The word dripped with heavy sarcasm, a scowl of distaste twisting his face.

As Maren turned to leave, Voss spoke again.

"Oh, and one more thing. Next time you want to lie to me? Come up with something better than time-eating monsters. I happen to appreciate a good liar, but bad ones are irritating like nothing else."

Maren kept his face carefully blank as he left the office.

The team was waiting for him in their usual spot, tucked into the shadows beneath a creaking dock. Even from a distance, Maren could read their tension - the way Dom's fingers kept tapping against his chronometer, how Pel's shoulders hunched forward, Maya's restless pacing. Only Kita stood still, arms crossed as she leaned against a weathered pylon.

They'd cleaned up since the dive, but exhaustion still clung to them like old dive suits. The kind of bone-deep weariness that came from brushing too close to death.

Maren's footsteps on the wooden planks above made them all look up. He didn't waste time with pleasantries.

"Three days dry."

The words fell like stones into still water. Dom's fingers froze mid-tap. Pel's shoulders somehow managed to hunch even further. Maya just looked confused, too new to understand what it meant.

"Voss can't do that," Dom said, voice cracking.

"He can," Kita cut in. "And he did. Why?"

"He didn't buy our story," Maren said softly, climbing down the docks to meet them.

"Shit," Dom muttered, arms crossed as he paced beside them. "I told you we should have just kept it, sold it ourself - "

"And Voss's counters would've found out anyway," Kita sighed, crossing her arms. "What's done is done."

"Right. Voss thinks we broke the rules to get what we got. The kind that would draw the attention of the sort of people we don't want to notice us."

"The rich prick sort," Kita translated for Maya's benefit.

"Which means," Maren continued, "we've got about three days worth of coin between us, and nothing else coming in until Voss decides we've learned our lesson."

He let that sink in for a moment, watching their faces. Dom was already doing calculations in his head, probably trying to figure out how to stretch his savings. Pel had gone completely still, the way they did when things got really bad. Maya looked like she might bolt at any second.

None of them were complaining about the fairness of it all - or blaming him for bringing the salvage in in the first place. That didn't mean he didn't feel obligated to make up for it.
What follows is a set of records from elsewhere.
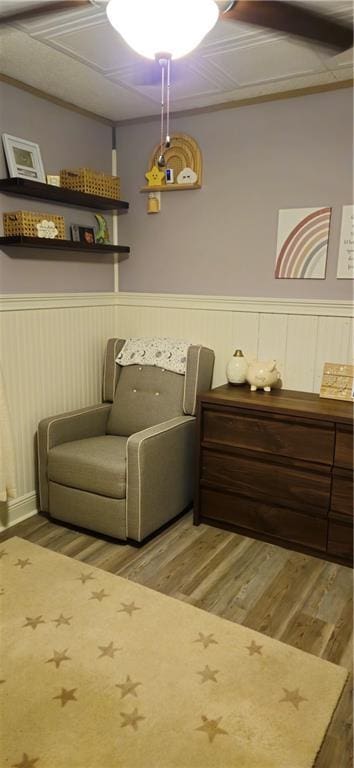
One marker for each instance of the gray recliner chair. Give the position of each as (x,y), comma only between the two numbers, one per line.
(125,467)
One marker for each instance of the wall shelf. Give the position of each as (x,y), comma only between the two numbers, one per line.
(39,191)
(64,245)
(170,187)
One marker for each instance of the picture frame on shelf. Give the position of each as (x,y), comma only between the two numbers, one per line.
(83,234)
(23,158)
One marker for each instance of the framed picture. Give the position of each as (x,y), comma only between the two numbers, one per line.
(345,265)
(302,243)
(23,158)
(86,235)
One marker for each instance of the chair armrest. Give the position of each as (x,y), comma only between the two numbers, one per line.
(160,474)
(63,428)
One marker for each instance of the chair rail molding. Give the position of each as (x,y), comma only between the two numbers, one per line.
(320,307)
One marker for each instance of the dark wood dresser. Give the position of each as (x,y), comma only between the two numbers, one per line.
(277,466)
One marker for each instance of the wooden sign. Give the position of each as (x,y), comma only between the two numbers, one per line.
(338,381)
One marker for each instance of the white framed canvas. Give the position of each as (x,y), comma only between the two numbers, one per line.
(302,243)
(345,265)
(23,158)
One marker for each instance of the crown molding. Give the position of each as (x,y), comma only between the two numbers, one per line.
(236,103)
(55,99)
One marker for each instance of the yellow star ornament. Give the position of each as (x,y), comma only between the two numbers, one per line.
(154,177)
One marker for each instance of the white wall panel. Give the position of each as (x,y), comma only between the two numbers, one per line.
(52,357)
(300,360)
(333,343)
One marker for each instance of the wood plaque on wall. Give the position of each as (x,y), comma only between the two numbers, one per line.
(337,381)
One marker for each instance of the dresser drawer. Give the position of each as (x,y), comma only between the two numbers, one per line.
(342,492)
(298,439)
(295,487)
(343,456)
(340,541)
(262,518)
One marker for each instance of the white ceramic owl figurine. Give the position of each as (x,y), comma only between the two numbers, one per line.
(236,368)
(263,375)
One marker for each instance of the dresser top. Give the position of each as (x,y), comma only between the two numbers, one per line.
(284,401)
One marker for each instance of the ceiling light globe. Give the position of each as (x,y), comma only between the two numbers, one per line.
(151,27)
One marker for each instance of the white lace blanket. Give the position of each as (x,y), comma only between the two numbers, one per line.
(170,354)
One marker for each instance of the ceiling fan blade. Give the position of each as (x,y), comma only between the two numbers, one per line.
(43,10)
(292,19)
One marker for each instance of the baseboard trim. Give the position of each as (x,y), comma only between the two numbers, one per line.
(17,510)
(318,307)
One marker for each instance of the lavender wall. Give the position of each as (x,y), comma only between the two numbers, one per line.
(257,159)
(66,140)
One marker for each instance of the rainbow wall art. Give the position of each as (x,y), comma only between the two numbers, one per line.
(302,243)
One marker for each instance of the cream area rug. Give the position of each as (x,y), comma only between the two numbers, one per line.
(100,672)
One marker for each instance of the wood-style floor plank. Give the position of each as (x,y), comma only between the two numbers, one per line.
(303,601)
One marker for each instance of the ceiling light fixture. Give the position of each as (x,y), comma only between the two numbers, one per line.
(155,27)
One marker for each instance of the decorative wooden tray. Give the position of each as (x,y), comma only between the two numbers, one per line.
(337,381)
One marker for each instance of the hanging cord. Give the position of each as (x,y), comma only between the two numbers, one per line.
(162,64)
(168,140)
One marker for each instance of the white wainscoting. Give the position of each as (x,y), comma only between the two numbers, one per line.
(52,349)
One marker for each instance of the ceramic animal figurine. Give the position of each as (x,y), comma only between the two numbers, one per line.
(155,177)
(187,176)
(262,375)
(236,368)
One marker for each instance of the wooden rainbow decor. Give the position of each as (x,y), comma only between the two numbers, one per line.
(302,243)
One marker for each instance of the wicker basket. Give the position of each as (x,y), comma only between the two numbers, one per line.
(91,182)
(25,223)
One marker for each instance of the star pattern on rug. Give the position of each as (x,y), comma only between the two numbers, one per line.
(66,695)
(129,608)
(99,595)
(108,650)
(128,687)
(254,648)
(22,564)
(58,657)
(33,622)
(84,577)
(208,674)
(206,640)
(211,728)
(293,697)
(131,719)
(62,620)
(26,762)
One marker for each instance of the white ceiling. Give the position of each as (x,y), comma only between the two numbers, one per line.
(78,57)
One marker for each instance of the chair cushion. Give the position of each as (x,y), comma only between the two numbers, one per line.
(96,464)
(145,396)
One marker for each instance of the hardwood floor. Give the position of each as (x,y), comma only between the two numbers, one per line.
(301,600)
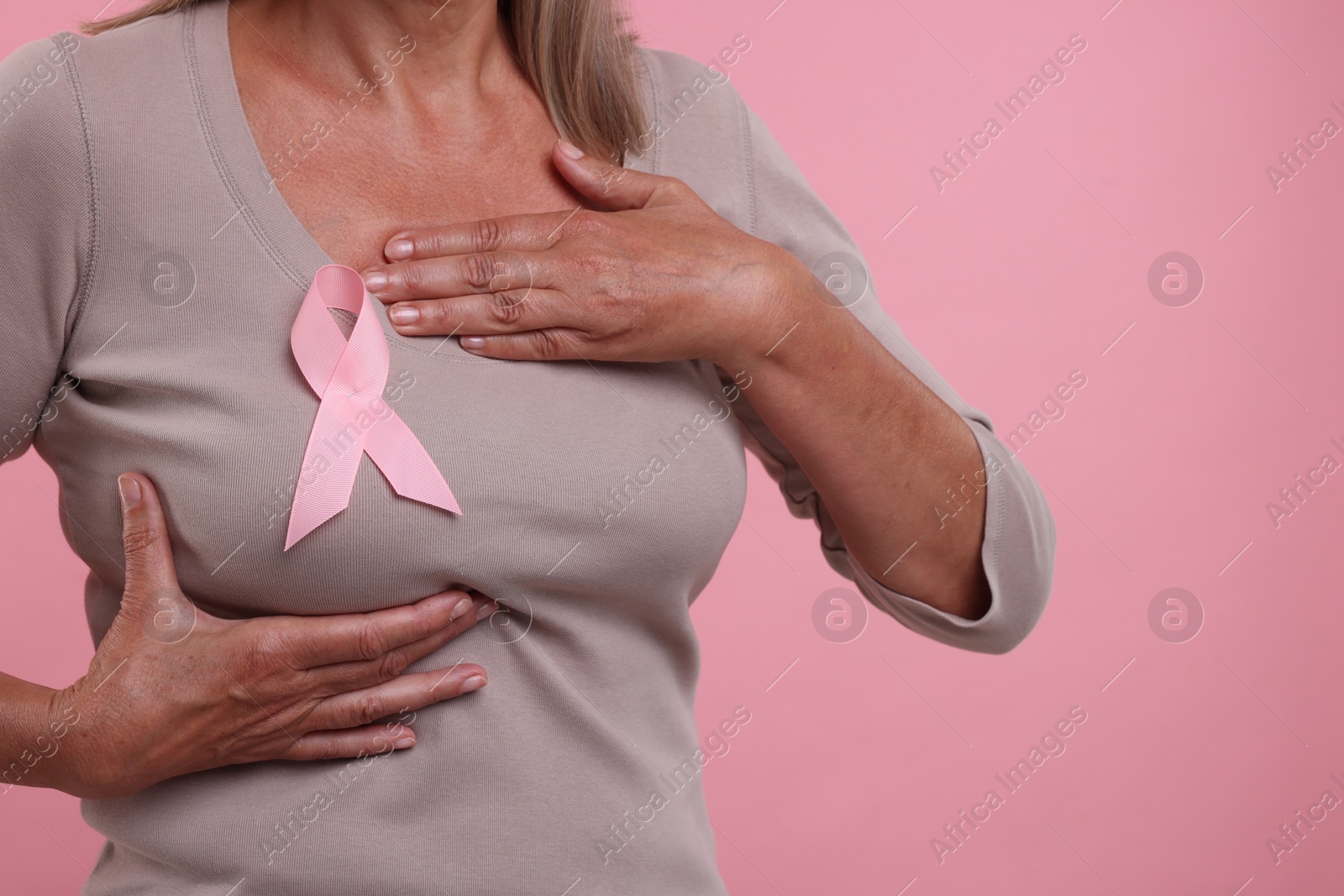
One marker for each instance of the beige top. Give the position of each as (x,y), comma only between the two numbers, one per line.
(145,254)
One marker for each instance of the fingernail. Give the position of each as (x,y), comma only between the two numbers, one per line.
(129,490)
(403,313)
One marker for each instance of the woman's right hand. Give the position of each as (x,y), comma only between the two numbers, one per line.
(174,689)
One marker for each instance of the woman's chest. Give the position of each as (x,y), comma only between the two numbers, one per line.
(575,479)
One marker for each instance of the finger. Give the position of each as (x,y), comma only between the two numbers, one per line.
(553,344)
(519,233)
(612,187)
(367,741)
(507,312)
(470,275)
(144,535)
(405,692)
(318,641)
(342,678)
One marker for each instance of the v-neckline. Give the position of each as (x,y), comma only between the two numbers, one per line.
(261,206)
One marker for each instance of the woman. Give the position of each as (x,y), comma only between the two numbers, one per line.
(586,258)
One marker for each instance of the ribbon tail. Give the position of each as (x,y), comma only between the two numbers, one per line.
(407,466)
(327,476)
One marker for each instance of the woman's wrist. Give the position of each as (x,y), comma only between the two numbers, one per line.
(35,735)
(776,300)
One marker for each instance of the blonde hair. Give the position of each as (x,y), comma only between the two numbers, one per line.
(578,54)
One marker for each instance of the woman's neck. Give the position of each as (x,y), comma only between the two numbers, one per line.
(327,46)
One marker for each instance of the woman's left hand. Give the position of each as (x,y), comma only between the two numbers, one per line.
(654,275)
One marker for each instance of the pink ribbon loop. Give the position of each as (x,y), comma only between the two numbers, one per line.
(353,418)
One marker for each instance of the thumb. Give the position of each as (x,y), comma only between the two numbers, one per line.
(152,590)
(609,186)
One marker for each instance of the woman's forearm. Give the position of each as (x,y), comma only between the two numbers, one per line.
(31,735)
(880,448)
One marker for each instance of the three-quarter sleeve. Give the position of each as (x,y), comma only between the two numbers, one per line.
(1019,542)
(45,231)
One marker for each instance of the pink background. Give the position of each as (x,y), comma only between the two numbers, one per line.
(1027,266)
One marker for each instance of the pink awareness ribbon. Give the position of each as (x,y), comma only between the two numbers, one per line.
(353,419)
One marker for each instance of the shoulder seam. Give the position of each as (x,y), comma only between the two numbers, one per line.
(76,313)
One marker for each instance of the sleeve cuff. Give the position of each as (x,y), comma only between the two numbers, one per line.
(1018,555)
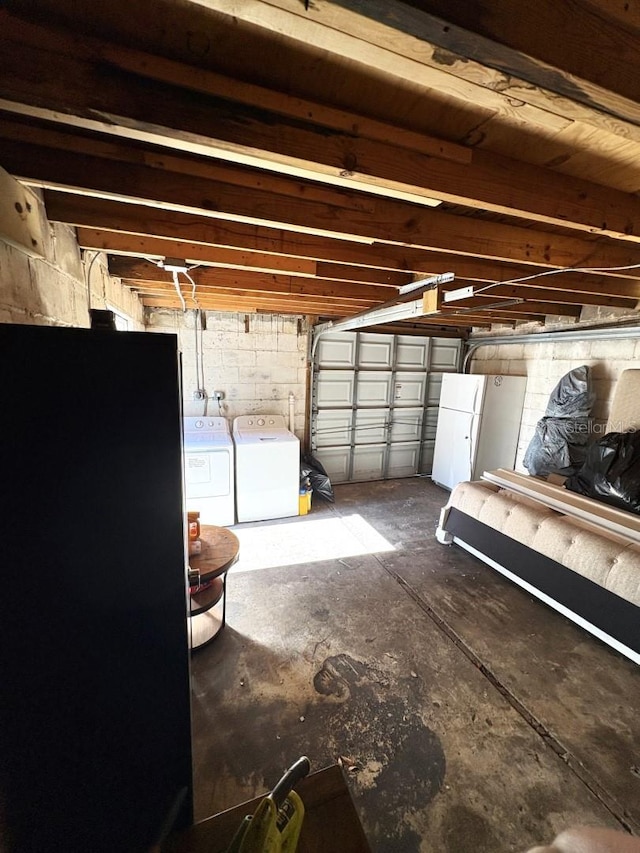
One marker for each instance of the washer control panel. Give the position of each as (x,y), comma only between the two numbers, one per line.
(247,422)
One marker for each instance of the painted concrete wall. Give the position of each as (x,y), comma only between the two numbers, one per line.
(545,363)
(256,360)
(52,290)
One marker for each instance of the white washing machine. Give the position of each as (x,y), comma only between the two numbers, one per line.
(209,470)
(267,468)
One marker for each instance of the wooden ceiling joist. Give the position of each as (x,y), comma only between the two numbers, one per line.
(141,220)
(290,190)
(287,203)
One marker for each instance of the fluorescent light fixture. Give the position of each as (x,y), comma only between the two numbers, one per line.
(173,265)
(432,281)
(460,293)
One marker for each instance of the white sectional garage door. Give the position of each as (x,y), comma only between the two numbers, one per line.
(375,403)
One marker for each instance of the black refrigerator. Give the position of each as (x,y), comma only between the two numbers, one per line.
(95,733)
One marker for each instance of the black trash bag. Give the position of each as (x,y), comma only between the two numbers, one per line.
(320,483)
(611,471)
(559,443)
"So," he said, forcing lightness into his voice, "might as well spend some of it at the Drowned Rat first. One good meal before we start tightening belts."

That got their attention. The Drowned Rat wasn't just a tavern - it was the tavern, where divers went to celebrate surviving another day in the deep. Where the active crews made deals over smuggled upper city whiskey, and old timers told tall tales like that of the dreaded Chronophage.

He was going to be giving those tall tales a lot more attention tonight, he knew that for sure.

"We can't afford-" Dom started.

"My treat," Maren cut him off. "Consider it an apology."

Kita snorted. "You mean the part where you tried to commit suicide in the water, or the part where that lead tongue of yours got us even deeper in the shit?"

"Both?" He offered a sheepish grin. "Come on. Real food for once. With meat we can actually identify?"

They didn't need much convincing after that. Even Pel's shoulders relaxed slightly at the prospect of a hot meal. They fell into formation without thinking - Maya and Dom in front, Pel in the middle, Kita and Maren bringing up the rear. Old habits died hard.

The Drowned Rat lived up to its name, precariously perched above the water with wooden stilts. The tavern stayed afloat through a maze of ropes and pulleys that adjusted with the water levels, its wooden walls marked with layers of waterlines like growth rings on a tree.

Its patrons joked the damn thing was more boat than building, but that was practically how every other building stayed intact in the Tides. The windows glowed with warm light, and the smell of actual cooking - not reconstituted protein or preserved rations - made their stomachs growl in unison.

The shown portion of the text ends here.